Could you please explain to me why this is the case?

Note that I know what is the standard deviation.

Answer 1

Let's replace $Var(X)$ with $\sigma^2$ in the first equation to give $$P(|X - E(X)| \geq r) \leq \frac{\sigma^2}{r^2}.$$

Now suppose $k= \dfrac{r}{\sigma}$, i.e. $r = k \sigma$, and substitute to give $$P(|X - E(X)| \geq k \sigma) \leq \frac{\sigma^2}{k^2\sigma^2} = \frac{1}{k^2}$$ which is your second equation using $k$ instead of $r$.

You can think of the $r$ in the first equation as having the same units as $X$ and $\sigma$, and the $r$ or $k$ in the second as being a unitless scalar multiple of the standard deviation, but ultimately they say the same thing.

Answer 2

It is exactly the same.
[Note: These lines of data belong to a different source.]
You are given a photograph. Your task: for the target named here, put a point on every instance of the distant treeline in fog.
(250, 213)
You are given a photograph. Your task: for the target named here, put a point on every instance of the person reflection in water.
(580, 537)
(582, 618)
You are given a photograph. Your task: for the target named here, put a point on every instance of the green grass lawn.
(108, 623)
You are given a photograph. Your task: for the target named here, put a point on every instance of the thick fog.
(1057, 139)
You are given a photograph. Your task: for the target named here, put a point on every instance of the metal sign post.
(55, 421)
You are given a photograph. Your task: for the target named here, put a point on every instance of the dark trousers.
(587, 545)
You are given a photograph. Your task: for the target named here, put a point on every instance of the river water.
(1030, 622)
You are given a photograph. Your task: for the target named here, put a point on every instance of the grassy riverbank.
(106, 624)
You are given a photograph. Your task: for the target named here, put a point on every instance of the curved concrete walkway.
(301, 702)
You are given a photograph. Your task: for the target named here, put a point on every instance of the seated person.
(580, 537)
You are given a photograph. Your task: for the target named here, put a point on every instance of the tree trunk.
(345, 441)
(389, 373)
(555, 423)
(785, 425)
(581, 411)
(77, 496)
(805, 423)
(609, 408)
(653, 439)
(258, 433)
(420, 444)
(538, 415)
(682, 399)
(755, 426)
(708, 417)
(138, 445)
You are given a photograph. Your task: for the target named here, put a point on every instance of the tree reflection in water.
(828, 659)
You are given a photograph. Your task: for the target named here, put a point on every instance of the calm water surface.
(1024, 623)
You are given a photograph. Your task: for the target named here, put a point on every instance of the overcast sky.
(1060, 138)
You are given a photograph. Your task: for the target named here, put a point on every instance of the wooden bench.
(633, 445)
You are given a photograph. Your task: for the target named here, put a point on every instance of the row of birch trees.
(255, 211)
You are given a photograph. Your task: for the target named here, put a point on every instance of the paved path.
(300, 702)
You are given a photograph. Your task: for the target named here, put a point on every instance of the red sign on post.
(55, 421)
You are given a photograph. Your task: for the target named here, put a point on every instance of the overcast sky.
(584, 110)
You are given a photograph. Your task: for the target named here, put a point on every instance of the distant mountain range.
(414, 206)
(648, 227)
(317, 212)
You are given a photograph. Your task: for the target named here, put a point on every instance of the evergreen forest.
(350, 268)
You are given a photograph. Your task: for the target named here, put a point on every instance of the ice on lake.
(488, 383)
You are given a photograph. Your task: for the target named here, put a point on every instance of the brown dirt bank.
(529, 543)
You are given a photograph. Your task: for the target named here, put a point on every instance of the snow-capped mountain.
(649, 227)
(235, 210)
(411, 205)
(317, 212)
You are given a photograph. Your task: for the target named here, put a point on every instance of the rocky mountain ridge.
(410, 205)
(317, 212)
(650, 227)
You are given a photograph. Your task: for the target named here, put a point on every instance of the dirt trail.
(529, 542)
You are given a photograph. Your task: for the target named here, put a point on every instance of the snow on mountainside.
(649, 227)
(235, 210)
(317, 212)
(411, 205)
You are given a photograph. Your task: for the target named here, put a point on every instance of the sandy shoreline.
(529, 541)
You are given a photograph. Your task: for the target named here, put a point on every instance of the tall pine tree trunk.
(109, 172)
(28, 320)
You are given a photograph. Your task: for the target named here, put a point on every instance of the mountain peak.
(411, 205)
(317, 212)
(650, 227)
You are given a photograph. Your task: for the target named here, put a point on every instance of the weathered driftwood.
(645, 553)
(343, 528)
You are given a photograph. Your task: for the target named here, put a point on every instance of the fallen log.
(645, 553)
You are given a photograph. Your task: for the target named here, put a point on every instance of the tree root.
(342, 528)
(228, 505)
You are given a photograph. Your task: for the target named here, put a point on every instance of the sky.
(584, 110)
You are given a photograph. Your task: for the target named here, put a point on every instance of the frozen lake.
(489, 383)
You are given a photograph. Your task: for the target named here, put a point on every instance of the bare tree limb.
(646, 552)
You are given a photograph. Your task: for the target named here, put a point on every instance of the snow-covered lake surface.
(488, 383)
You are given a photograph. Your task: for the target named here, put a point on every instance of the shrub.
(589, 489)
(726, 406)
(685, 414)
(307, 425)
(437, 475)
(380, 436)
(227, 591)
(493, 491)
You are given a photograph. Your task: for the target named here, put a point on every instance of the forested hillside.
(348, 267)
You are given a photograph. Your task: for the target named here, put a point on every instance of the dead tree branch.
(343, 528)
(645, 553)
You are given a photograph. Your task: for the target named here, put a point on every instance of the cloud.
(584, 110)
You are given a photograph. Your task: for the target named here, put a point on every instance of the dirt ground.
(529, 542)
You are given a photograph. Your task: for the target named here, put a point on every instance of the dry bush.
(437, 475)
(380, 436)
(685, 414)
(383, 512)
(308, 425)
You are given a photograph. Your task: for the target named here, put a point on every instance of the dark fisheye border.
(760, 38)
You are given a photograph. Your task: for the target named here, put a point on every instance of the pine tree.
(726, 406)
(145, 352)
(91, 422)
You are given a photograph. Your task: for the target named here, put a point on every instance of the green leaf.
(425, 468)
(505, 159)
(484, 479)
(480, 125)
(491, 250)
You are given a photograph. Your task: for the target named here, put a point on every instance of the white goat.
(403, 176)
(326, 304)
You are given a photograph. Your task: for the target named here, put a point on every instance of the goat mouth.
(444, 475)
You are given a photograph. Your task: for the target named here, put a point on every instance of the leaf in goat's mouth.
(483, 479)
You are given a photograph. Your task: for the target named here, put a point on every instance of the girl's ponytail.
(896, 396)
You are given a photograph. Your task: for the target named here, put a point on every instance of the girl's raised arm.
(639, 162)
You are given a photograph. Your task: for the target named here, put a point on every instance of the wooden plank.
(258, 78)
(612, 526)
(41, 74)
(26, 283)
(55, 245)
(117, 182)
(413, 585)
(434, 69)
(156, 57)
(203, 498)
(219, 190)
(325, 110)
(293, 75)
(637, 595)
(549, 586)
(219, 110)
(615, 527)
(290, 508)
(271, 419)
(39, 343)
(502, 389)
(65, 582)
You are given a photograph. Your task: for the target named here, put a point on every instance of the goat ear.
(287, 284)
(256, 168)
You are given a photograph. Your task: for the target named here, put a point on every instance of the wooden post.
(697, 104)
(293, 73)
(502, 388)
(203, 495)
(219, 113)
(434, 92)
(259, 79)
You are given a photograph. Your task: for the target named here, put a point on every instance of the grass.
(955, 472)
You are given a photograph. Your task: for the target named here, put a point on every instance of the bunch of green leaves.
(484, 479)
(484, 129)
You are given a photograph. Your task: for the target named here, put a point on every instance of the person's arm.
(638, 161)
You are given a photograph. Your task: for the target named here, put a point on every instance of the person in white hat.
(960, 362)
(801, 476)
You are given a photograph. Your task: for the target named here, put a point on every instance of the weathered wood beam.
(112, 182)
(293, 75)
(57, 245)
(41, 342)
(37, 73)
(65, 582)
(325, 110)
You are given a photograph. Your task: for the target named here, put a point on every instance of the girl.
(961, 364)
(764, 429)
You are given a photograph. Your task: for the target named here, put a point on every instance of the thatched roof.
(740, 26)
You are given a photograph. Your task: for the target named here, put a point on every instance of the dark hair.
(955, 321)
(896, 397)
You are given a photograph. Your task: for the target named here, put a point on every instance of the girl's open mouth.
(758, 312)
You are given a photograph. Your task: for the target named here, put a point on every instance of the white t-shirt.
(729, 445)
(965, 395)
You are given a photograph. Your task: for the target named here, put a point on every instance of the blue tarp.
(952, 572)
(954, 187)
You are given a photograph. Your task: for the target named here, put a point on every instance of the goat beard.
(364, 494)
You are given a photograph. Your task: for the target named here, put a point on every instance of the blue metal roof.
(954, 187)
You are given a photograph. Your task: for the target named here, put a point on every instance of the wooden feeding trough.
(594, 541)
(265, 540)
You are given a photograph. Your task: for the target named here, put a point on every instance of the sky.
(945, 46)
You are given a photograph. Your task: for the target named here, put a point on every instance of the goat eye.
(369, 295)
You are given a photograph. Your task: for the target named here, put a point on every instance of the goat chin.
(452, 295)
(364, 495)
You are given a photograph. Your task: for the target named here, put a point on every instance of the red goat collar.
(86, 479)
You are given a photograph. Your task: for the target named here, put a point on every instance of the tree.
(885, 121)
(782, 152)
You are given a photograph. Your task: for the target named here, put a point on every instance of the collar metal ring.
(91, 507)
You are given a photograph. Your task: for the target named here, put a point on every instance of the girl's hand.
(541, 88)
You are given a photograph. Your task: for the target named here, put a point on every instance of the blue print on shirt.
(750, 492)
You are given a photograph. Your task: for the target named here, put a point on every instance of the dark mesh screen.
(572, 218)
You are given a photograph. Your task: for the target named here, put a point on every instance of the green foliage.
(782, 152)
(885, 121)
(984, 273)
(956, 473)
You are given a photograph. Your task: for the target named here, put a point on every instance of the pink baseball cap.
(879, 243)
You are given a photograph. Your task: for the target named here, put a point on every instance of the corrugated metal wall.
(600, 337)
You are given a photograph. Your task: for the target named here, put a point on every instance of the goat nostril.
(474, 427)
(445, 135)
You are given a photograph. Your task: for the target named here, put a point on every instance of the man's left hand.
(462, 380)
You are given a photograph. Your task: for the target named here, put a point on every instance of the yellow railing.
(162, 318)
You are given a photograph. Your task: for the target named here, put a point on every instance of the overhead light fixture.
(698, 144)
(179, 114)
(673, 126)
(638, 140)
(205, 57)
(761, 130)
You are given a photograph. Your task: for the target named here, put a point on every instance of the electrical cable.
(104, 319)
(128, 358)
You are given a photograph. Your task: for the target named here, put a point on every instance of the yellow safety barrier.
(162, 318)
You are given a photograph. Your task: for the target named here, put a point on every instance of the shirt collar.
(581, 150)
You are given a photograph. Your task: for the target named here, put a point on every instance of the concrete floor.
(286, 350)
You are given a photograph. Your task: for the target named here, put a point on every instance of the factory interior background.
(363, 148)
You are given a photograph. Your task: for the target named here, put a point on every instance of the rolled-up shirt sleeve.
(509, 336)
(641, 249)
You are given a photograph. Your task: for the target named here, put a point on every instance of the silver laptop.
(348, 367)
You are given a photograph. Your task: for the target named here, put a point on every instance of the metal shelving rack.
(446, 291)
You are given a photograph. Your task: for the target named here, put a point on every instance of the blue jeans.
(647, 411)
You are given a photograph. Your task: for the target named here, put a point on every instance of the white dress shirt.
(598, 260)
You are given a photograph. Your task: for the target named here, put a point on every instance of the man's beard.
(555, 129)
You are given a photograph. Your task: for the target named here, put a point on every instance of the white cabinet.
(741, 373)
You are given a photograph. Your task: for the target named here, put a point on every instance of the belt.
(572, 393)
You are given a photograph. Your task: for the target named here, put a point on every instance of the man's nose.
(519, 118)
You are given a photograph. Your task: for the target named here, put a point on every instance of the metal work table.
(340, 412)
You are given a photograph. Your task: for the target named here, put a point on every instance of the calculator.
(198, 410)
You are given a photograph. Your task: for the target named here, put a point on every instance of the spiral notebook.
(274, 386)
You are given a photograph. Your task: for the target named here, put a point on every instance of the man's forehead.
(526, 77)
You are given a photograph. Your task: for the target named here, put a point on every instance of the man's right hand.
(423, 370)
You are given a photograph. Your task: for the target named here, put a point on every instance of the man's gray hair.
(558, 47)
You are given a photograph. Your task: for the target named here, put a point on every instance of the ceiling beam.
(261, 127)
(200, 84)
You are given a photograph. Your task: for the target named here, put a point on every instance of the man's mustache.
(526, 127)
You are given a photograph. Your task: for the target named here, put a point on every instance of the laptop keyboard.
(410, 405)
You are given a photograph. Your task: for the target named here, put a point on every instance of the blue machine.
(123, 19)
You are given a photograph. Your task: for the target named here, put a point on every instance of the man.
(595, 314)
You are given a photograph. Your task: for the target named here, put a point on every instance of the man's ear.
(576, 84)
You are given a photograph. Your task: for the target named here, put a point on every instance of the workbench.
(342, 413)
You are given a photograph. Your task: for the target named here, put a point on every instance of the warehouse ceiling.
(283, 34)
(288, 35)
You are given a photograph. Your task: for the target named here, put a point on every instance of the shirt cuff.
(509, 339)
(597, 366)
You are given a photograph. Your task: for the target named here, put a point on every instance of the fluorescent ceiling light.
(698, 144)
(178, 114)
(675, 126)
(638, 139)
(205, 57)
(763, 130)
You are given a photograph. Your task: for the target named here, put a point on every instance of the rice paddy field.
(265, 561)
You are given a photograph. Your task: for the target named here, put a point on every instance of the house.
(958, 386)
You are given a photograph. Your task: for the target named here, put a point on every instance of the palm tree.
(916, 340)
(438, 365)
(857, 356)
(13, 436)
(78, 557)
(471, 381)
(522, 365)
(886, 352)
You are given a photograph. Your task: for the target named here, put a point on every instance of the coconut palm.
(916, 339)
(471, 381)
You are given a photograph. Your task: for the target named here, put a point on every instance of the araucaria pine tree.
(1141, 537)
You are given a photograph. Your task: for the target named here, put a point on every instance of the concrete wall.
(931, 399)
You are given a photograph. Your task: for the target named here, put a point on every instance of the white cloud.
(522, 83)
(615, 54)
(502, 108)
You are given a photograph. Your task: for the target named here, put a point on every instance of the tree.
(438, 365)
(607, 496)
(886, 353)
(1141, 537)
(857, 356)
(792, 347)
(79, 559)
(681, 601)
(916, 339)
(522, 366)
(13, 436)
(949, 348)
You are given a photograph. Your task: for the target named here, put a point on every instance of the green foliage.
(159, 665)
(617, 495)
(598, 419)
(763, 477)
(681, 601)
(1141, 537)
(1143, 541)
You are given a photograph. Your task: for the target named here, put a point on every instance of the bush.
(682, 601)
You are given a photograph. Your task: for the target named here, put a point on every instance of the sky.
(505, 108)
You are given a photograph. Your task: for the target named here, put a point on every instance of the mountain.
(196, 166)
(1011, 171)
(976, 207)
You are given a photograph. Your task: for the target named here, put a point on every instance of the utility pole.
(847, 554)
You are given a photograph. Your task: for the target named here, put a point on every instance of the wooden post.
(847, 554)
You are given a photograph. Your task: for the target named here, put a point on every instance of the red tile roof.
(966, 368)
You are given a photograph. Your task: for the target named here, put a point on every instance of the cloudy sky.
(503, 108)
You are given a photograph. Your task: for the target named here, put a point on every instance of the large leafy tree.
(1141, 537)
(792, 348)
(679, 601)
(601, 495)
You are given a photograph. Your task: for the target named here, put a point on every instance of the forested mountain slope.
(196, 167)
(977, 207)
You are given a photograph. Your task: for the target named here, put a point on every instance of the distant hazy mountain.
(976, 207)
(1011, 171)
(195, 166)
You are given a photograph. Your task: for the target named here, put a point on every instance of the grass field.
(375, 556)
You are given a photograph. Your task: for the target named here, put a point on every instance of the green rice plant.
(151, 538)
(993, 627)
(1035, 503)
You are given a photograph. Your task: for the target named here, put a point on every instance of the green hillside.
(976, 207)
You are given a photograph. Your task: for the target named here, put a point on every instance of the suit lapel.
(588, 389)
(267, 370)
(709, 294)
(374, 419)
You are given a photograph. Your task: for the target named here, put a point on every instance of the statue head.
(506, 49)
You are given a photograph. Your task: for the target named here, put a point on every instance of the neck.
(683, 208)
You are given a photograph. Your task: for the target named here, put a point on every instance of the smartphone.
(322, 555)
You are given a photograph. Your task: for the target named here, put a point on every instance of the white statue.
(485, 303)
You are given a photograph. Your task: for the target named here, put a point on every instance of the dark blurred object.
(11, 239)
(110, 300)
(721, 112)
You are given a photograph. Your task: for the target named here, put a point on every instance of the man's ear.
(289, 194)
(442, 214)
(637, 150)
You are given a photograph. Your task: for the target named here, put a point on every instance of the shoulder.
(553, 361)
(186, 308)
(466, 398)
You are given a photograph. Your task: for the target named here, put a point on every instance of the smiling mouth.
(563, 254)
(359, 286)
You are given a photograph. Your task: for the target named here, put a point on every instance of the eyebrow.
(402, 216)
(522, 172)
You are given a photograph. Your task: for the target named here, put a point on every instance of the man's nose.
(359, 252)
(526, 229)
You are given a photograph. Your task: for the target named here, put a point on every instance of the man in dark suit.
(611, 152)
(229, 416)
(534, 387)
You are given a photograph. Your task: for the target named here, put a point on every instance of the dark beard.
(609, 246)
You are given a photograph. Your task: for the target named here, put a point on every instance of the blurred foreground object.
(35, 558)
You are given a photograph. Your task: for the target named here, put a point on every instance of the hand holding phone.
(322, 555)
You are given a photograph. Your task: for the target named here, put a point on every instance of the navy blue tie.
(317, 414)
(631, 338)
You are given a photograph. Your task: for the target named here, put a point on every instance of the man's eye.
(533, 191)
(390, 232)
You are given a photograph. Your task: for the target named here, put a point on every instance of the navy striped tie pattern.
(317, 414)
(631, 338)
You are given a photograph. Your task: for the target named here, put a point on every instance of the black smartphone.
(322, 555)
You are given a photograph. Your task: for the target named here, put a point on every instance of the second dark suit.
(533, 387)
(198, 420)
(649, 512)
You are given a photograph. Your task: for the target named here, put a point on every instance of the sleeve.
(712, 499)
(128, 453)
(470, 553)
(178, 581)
If you use the first inequality you have $$P(|X−E(X)|\geq r⋅σ)\leq \frac{\operatorname{var}(X)}{(r\sigma)^2}=\frac{1}{r^2}.$$

Answer 3

Note that $Var(X) = \sigma^2$. \begin{align*} P(|X - E(X)| \geq r) \leq \frac{\sigma^2}{r^2} &\implies P((X - E(X))^2 \geq r^2) \leq \frac{\sigma^2}{r^2} \\ &\implies P((X - E(X))^2 \geq r^2\sigma^2) \leq \frac{1}{r^2} \\ &\implies P(|X - E(X)| \geq r\sigma) \leq \frac{1}{r^2} \end{align*}